Des guets-apens planifiés depuis 2022
Un troisième homme accompagnait les frères uniquement pour filmer les scènes. Les trois prévenus avaient pourtant tous un casier judiciaire vierge. Ils étaient poursuivis pour violences en réunion, avec arme, et à caractère homophobe, soit des violences avec circonstances aggravantes selon l'orientation sexuelle ou l'identité de genre.
Une influence revendiquée des milieux masculinistes
L'avocate des deux frères, Me Isabelle Cuilleret, a mis en avant l'influence de sites masculinistes dans le passage à l'acte de ses clients. "Ils se sont inspirés de ce qu'ils ont vu sur les réseaux sociaux.
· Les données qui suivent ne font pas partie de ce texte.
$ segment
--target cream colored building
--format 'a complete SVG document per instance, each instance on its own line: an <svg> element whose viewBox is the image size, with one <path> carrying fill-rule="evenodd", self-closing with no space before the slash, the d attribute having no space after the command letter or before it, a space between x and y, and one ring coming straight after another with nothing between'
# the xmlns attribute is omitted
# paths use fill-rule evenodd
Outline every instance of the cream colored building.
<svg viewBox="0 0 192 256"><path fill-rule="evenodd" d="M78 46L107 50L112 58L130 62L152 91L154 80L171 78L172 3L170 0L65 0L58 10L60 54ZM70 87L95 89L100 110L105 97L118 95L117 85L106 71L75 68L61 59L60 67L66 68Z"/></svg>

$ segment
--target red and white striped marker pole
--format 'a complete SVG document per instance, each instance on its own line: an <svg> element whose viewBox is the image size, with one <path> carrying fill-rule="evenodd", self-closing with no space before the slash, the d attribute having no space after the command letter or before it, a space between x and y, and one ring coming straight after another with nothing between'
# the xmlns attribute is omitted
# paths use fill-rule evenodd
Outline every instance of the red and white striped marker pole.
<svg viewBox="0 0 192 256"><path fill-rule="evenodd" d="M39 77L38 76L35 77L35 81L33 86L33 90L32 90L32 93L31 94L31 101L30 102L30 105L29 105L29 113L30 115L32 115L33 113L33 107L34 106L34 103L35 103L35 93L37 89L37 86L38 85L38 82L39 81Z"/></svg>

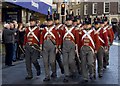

Ils avaient des contacts sur des réseaux sociaux aux États-Unis", a-t-elle déclaré à l'AFP.
Selon le quotidien La Provence, les trois hommes avaient dans un premier temps justifié leurs agissements auprès des enquêteurs en affirmant vouloir "traquer les pédophiles". Une ligne de défense rapidement abandonnée face aux éléments du dossier.
Cette affaire rappelle d'autres violences urbaines récentes, comme le meurtre au couteau d'un homme à Reims, où la jeunesse des auteurs et l'impulsivité criminelle ont aussi interpellé les magistrats. De même, une agression au couteau dans un tramway parisien illustre la recrudescence des violences de rue en France en 2026.
Des peines fermes, sans appel
Le tribunal a condamné les deux frères à quatre ans d'emprisonnement, dont deux ans assortis d'un sursis probatoire de deux ans. Le complice filmeur écope de 18 mois de prison, dont 12 mois avec sursis probatoire, pour violences aggravées.
Me Cuilleret et Me Jalil Henri Amr, qui représentait le troisième homme, ont tous deux exclu tout appel. Ces condamnations interviennent dans un contexte tendu pour le système judiciaire : avec 87 126 détenus recensés au 1er mars 2026, les prisons françaises atteignent un niveau record de surpopulation, ce qui pèse sur chaque décision d'incarcération ferme.